The desire to move off github (and therefore any additional services besides hosting you were using, which issues are just one -- new ones keep getting added to try and cement your dependence) is something more worthwhile of thought than the idea of github turning evil. Fortunately that desire is an actual thing that's very common, or at least the desire to not be wholly dependent, and is why many people don't even use github issues to begin with even if they use github itself for hosting (or some other non-issues features). So there's not a big problem, and even if you start with using github issues, there are various migration tools to move github issues out to [alternative]. (And of course github issues have their own merits, people frequently want to switch to them! So similar migration tools exist to move from [alternative] to github issues, I wrote one for Jira years ago.)

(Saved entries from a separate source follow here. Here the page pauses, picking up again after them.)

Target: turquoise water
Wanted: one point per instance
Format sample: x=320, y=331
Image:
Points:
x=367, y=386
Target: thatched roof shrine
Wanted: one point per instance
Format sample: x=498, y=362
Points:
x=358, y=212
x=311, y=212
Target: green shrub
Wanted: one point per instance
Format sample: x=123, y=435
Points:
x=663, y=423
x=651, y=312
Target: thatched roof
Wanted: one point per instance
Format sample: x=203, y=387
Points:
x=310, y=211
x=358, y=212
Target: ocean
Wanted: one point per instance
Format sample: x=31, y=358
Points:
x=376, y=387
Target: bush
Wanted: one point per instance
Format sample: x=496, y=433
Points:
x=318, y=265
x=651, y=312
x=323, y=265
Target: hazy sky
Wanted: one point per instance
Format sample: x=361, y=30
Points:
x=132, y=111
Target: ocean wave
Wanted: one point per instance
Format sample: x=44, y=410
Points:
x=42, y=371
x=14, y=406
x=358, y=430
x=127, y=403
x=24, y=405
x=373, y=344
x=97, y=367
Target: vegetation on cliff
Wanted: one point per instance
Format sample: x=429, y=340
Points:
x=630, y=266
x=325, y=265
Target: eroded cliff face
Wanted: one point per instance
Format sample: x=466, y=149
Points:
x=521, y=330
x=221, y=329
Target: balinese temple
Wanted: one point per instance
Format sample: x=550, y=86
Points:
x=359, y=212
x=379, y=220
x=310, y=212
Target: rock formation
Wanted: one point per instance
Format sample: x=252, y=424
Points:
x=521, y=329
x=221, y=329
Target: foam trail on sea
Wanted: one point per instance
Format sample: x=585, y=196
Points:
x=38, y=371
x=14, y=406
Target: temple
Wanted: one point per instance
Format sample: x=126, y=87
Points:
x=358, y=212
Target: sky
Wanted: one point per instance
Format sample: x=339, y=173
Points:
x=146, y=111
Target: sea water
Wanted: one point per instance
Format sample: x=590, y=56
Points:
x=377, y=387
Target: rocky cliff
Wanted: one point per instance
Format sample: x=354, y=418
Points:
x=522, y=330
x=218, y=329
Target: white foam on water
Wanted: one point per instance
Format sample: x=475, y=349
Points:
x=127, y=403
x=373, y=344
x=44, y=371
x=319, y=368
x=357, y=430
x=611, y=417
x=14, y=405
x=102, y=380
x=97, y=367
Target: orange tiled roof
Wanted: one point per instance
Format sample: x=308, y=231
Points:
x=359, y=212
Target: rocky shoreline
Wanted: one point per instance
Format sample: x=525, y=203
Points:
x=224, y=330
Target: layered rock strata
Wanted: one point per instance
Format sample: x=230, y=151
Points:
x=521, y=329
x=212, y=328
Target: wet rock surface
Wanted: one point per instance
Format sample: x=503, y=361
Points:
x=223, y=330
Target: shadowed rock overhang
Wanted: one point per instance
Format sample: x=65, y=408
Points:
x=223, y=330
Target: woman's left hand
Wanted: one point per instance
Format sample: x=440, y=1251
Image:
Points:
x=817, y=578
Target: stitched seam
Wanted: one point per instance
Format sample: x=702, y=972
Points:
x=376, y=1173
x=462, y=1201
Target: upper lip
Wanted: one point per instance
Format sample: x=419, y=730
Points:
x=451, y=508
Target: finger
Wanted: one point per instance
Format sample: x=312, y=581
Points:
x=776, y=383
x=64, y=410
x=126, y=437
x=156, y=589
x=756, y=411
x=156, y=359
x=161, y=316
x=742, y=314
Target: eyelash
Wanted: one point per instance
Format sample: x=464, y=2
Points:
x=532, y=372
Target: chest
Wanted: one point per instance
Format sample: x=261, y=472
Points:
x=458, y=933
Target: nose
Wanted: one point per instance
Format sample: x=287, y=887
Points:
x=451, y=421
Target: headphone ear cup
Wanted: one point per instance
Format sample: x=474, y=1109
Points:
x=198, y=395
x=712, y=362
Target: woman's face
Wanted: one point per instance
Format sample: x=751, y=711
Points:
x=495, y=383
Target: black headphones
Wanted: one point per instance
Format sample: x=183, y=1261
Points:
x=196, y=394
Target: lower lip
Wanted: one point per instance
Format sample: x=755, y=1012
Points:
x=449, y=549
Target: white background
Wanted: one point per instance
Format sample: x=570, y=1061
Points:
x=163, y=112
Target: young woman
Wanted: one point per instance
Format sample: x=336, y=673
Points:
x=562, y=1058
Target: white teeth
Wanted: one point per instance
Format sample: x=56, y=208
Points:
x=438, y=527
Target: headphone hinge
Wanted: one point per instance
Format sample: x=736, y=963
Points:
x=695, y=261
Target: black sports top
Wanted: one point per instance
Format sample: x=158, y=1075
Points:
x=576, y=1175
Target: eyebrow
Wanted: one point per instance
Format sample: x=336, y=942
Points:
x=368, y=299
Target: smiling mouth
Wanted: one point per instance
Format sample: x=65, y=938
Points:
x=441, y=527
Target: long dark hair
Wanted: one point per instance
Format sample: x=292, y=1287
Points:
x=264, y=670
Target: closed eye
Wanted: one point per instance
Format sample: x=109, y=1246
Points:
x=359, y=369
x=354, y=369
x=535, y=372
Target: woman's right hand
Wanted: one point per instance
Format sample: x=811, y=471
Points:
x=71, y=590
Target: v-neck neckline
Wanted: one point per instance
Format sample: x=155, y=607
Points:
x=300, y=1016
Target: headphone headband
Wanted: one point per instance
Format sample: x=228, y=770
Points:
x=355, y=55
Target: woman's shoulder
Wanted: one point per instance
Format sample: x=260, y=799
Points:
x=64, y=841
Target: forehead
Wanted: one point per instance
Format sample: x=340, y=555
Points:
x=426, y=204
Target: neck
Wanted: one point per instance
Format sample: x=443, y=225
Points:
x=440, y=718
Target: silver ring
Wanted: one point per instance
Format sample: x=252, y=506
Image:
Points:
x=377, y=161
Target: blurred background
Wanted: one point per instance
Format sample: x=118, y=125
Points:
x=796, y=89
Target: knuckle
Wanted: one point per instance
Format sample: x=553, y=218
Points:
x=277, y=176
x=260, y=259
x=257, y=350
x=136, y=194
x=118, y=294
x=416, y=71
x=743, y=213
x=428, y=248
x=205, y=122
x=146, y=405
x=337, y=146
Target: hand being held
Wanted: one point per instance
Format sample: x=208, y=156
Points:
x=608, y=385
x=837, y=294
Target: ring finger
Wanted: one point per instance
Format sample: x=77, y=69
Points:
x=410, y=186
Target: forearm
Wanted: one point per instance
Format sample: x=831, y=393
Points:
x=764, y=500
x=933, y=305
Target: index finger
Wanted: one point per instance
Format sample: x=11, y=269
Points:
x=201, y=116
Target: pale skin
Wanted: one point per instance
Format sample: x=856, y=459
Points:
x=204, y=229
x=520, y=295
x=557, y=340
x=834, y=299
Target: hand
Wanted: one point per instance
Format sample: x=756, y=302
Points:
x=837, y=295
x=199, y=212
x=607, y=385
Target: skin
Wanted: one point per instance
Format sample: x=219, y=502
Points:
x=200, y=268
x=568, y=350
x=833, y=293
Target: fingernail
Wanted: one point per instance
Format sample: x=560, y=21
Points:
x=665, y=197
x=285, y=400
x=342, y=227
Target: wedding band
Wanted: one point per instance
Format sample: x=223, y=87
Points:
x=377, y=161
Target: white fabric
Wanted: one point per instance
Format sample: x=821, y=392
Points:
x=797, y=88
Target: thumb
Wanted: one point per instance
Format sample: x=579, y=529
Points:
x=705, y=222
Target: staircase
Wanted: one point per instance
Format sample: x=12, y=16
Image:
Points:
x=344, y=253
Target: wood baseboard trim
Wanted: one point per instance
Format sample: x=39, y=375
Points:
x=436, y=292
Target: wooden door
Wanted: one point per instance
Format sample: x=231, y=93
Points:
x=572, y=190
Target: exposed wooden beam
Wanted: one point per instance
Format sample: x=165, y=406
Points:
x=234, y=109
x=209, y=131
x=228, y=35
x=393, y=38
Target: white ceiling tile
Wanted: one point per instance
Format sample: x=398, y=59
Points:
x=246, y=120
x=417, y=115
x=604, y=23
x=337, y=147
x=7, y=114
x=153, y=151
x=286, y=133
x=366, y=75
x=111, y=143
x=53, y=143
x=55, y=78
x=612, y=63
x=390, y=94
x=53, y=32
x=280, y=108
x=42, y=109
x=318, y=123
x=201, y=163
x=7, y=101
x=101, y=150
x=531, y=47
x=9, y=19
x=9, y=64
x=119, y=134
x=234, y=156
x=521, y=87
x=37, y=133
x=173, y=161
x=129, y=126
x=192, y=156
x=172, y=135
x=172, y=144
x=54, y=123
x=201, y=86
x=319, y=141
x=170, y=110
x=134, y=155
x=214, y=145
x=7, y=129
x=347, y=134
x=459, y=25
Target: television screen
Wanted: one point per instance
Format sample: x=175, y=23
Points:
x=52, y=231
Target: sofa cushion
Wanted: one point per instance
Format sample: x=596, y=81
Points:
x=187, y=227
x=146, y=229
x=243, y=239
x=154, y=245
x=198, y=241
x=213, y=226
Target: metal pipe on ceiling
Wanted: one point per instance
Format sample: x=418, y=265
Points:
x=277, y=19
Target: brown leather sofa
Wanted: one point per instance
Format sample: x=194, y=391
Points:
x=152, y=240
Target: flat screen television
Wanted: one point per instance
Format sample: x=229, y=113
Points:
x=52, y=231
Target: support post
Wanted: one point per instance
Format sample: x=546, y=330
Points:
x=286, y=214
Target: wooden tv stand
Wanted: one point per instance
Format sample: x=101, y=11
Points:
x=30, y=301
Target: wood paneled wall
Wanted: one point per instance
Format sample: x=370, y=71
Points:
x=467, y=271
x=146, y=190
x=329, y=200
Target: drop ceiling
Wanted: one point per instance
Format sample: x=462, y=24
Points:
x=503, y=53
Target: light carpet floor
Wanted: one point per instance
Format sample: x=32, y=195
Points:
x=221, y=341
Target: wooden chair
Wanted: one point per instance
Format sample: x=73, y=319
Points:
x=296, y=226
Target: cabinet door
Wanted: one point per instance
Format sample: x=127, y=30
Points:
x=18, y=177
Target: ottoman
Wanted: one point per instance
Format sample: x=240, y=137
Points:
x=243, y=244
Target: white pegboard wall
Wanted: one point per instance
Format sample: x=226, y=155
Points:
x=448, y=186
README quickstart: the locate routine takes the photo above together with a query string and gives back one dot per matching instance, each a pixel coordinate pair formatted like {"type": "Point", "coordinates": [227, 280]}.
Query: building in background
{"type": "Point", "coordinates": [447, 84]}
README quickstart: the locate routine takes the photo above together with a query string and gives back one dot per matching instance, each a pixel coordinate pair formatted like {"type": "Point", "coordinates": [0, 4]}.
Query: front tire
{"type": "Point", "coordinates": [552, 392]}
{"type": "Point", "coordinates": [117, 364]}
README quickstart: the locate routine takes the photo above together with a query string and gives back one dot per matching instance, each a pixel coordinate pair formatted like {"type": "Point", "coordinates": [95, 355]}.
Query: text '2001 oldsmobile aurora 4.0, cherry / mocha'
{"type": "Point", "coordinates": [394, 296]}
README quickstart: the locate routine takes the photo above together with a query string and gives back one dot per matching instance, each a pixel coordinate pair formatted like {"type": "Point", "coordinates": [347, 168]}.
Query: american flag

It is brilliant to integrate things with the decentralized source control itself, you get free backups and deciding to migrate to something different in the future is easy, I think it's an overlooked approach for a lot of people. (It seems less overlooked when it comes to documentation in various forms like developer-focused .md files, or broader full static html websites which github can conveniently host for you.) Fossil is well-worth investigating for this free integration to see if it meets one's needs. But of course nothing stops you from doing it with git yourself in various ways. For personal projects, I'm pretty satisfied with being as minimal as having an issues.md file and moving things to an issues-closed.md file when I close one. I've also used the git-issue extension (https://github.com/dspinellis/git-issue -- see also its bottom section of Related Work).

But despite its brilliance it's not always the right approach. It's very easy and reasonable to want more than what is realistic for something deeply integrated with the source code itself to provide, if only for inherent conflicts of desire, let alone any question of manpower. There are very good reasons to have entirely separate (and even multiple-of-kind partially overlapping/integrating/cross-referencing) systems for source code management, issue tracking, code review, forums, IM communication, wikis, public websites, docs (of whatever kinds and types for various audiences and authors, or public or not, or team-level spikes or plannings or retrospectives)... One aspect of Fossil I found weak was its user capabilities (https://fossil-scm.org/home/doc/trunk/www/caps/ -- no custom user categories alone is a deal breaker for so many things) but flaws in the execution of a fully integrated thing isn't really my point, my point here again is just that full integration despite its overlooked benefits and brilliance when applied to certain things is still not necessarily the right choice for something.